NHKスペシャル混迷の世紀「世界"債務危機"は止められるか」

NHKのドキュメンタリー「混迷の世紀」は直近の国際的な問題点や課題をテーマにして掘り下げる調査報道番組である。

今回のテーマは「世界"債務危機"は止められるか」という題であり、ウクライナパレスチナなどの目に見える国際的な危機の裏で目に見えにくい、債務不履行・デフォルトへの危機が進行しているという視点である。

アメリカを始めとする先進国の長期にわたる緩和マネー供給から、一転した昨年からのインフレ対策・金融引き締め金利上昇が、途上国からの資金の逃避を生み、IMF国際通貨基金のまとめによると既にデフォルトに陥っている国が3ヶ国、警戒を要する国が34ヶ国もあるというのは正直言って驚いた。

この構図は1997年タイに始まった通貨危機に非常によく似ており画面を観ながらついその当時を思い出してしまった。

海外工場の仕事をしていた折、各国の混乱を目の当たりにし、例えばインドネシアでは通貨ルピアの下落で、ジャカルタでホテルから外出する折には札束をポケットに入れて出掛けなければならなかったことなどを思い出す。街には騒乱の焼き打ちなどの跡が残っていた。

副題が「債務交渉の舞台裏」となっているように、番組では危機に陥っている国のひとつである「スリランカ」の債務交渉を日本政府主導で各国の調整を進める姿を追っている。

ちなみにスリランカの債務は約360億ドル(5兆4000億円)、債権国は22ヶ国、債権の約半分が中国で日本はこれに次ぐ。各国の利害が交錯するなかでなんとか交渉をまとめ影響が世界に拡がらないようにしようとする財務省の財務官以下スタッフの奮闘が追跡される。

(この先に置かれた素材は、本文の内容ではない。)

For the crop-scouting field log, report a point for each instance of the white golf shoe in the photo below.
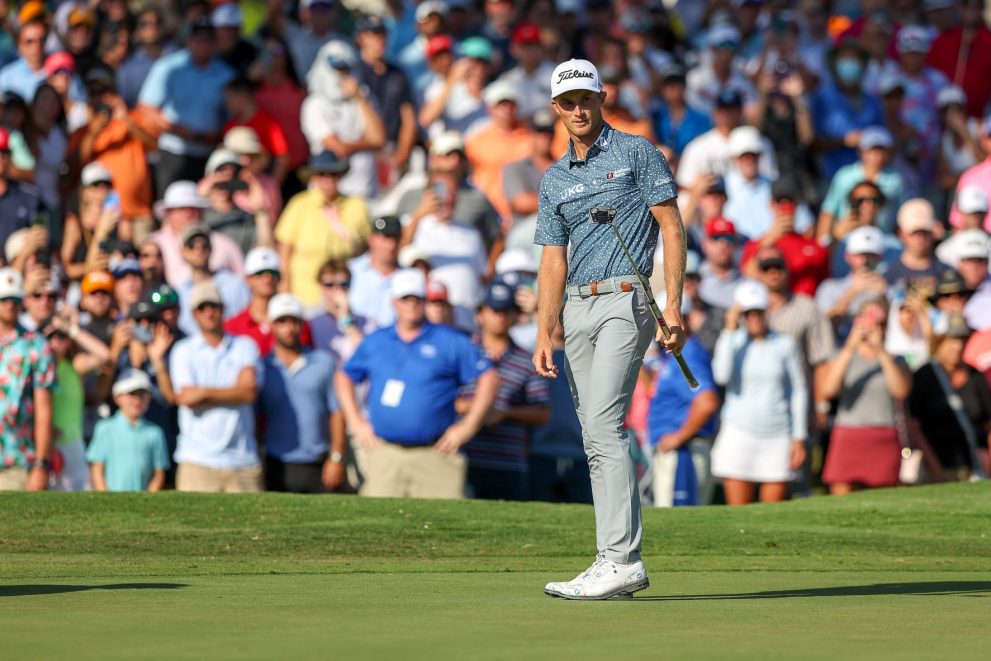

今まで財務官の姿を目にするのはニュースで為替介入の時位だったが、このような場面で奮闘する姿を見て財務省の仕事の広範囲なことに感銘を受けた。

この番組のなかでは交渉妥結まで至ってないが、その事由の一部に中国の存在があることが充分理解出来た気がする。番組のなかでIMF(国際通貨基金)の専務理事が「いまや中国なしには持続可能な債務問題の解決は不可能です」と語っているのが印象的であった。

番組を観ながら日本の国や地方の債務合計がGDPの2倍以上になる1200兆円にのぼる問題が頭をよぎる。この点の影響の度合いについては諸説あるものの、基礎的財政収支を速やかに黒字化していくことは最優先の課題である。

🔘今日の一句

 

根に帰る落ち葉を何故に掃き集め

 

🔘施設の介護棟屋上庭園、画像検索ではノースポールという菊科の種らしい。